Machine-readble No Yes Yes Mostly Yes
Easy to concatenate No Yes Yes Mostly Depends
Description case Mixed Mixed ALL CAPS Mixed Mixed
Space every 32/64 chars - Yes Newline No No
Truncated string fields No? No? No? No? Yes (some)
May benefit from this project's parse_description() - Yes Probably Yes Yes
  • Because each transaction is broken into multiple lines, MT940 is hard to manipulate by hand with a plain text editor.
  • MT940 having the description in ALL CAPS makes it uglier and less readable. That was the main reason why I decided to stop using MT940 and write my own TXT parser.
  • CAMT. 053 is very convoluted and hard to work with (unless you use specialized software). Even then, some fields may be truncated.
  • It is always hard to extract information from PDF files.
  • Having to deal with additional space characters in the TXT files is annoying.
  • XLS is a proprietary binary format requiring specialized software.

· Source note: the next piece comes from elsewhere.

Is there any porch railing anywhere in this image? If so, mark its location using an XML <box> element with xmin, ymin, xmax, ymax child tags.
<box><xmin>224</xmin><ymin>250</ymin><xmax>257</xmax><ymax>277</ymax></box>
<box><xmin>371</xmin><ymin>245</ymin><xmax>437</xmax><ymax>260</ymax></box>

Thus, there is no single "best" format, it depends on your needs:

  • TXT is the best if you want to work with simple plain text files.
  • XLS is the best all-around format if you don't mind reading from a proprietary binary format.
  • CAMT. 053 is adequate if you want machine-readable files without proprietary formats.

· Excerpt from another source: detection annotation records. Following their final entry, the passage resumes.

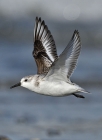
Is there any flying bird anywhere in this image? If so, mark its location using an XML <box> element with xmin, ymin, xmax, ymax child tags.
<box><xmin>11</xmin><ymin>17</ymin><xmax>89</xmax><ymax>98</ymax></box>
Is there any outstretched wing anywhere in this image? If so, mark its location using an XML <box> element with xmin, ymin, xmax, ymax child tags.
<box><xmin>32</xmin><ymin>17</ymin><xmax>57</xmax><ymax>74</ymax></box>
<box><xmin>46</xmin><ymin>30</ymin><xmax>81</xmax><ymax>82</ymax></box>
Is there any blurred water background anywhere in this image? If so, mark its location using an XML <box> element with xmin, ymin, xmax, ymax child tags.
<box><xmin>0</xmin><ymin>0</ymin><xmax>102</xmax><ymax>140</ymax></box>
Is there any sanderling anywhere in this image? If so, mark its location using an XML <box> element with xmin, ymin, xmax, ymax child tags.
<box><xmin>11</xmin><ymin>17</ymin><xmax>88</xmax><ymax>98</ymax></box>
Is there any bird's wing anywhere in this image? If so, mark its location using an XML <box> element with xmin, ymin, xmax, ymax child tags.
<box><xmin>32</xmin><ymin>17</ymin><xmax>57</xmax><ymax>74</ymax></box>
<box><xmin>45</xmin><ymin>30</ymin><xmax>81</xmax><ymax>82</ymax></box>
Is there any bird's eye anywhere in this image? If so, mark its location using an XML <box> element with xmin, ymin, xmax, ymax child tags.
<box><xmin>24</xmin><ymin>79</ymin><xmax>28</xmax><ymax>82</ymax></box>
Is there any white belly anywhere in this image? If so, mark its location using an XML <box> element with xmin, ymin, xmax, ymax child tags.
<box><xmin>35</xmin><ymin>81</ymin><xmax>78</xmax><ymax>96</ymax></box>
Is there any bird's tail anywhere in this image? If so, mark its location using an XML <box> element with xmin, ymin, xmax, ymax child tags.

About the available file formats from ICS

The Creditcard Online self-service website only provides the monthly credit card statements in PDF format.

Sample filename: Statement-01234567890-2023-11.pdf

Use icspdfparser to parse this kind of file. The text in those files is easily extractable thanks to the pypdf library.

Rant about PDF file sizes

Over time, the PDF files grew in size.

average file size 1 page 2 pages 3 pages
Before 2023-02 446 KiB 887 KiB ?
After 2023-03 1.8 MiB 3.5 MiB ?

If we extract the JPG images from those PDF files, we can easily see the difference:

$ pdfimages -j Statement-01234567890-2023-02.pdf OLD
$ pdfimages -j Statement-01234567890-2023-03.pdf NEW
$ ls -1Ush OLD* NEW*
444K OLD-000.jpg
1,8M NEW-000.jpg
$ identifi OLD* NEW*
JPEG TrueColor 8-bit srgb  3.0 (JPEG 90) 2480x3507 pixels 8.7MP (210x297mm 300dpi) TopLeft orientation 450961 bytes: OLD-000.jpg
JPEG TrueColor 8-bit srgb  3.0 (JPEG 100) 2480x3507 pixels 8.7MP (875x1237mm 72dpi) 1782810 bytes: NEW-000.jpg

Where identifi is a fancy wrapper around ImageMagick's identify.

So, for each 3KB of useful text we are receiving from half megabyte to almost two megabytes… per page! And what's that image? It's just a full-page background. It's such a huge waste of space. We would need a decade of plain text statements to come close to the size of a single month.

And why did the size increase? Because they changed the logo at the top, which means someone had to re-create the JPEG image, and the image was exported in the maximum possible quality, even though there is no perceived quality difference to the human eye.

I'm pretty sure the PDF would be noticeably smaller if they used vector graphics. They could even get rid of the subtle circle pattern in the background, as I don't think it serves any real purpose. Just for comparison, the Internet Banking can generate plain boring PDF bank statements (that are hard to parse), and a full year of those statements is around 2 MiB, and those statements have many more pages and more transactions than each credit card statement.

Project status

I created this code for my own uses. I'm sharing with the world because I believe more people are in the same situation as me, and more people certainly want to parse their own bank account statements.

That said, I don't plan on improving this code much. I'll fix it and update it as much as I need for my own statements. Simple pull requests are welcome.

I cannot promise the API will be stable.

I'm not planning on releasing this on PyPI. You are free to fork this project and create a well-maintained version yourself.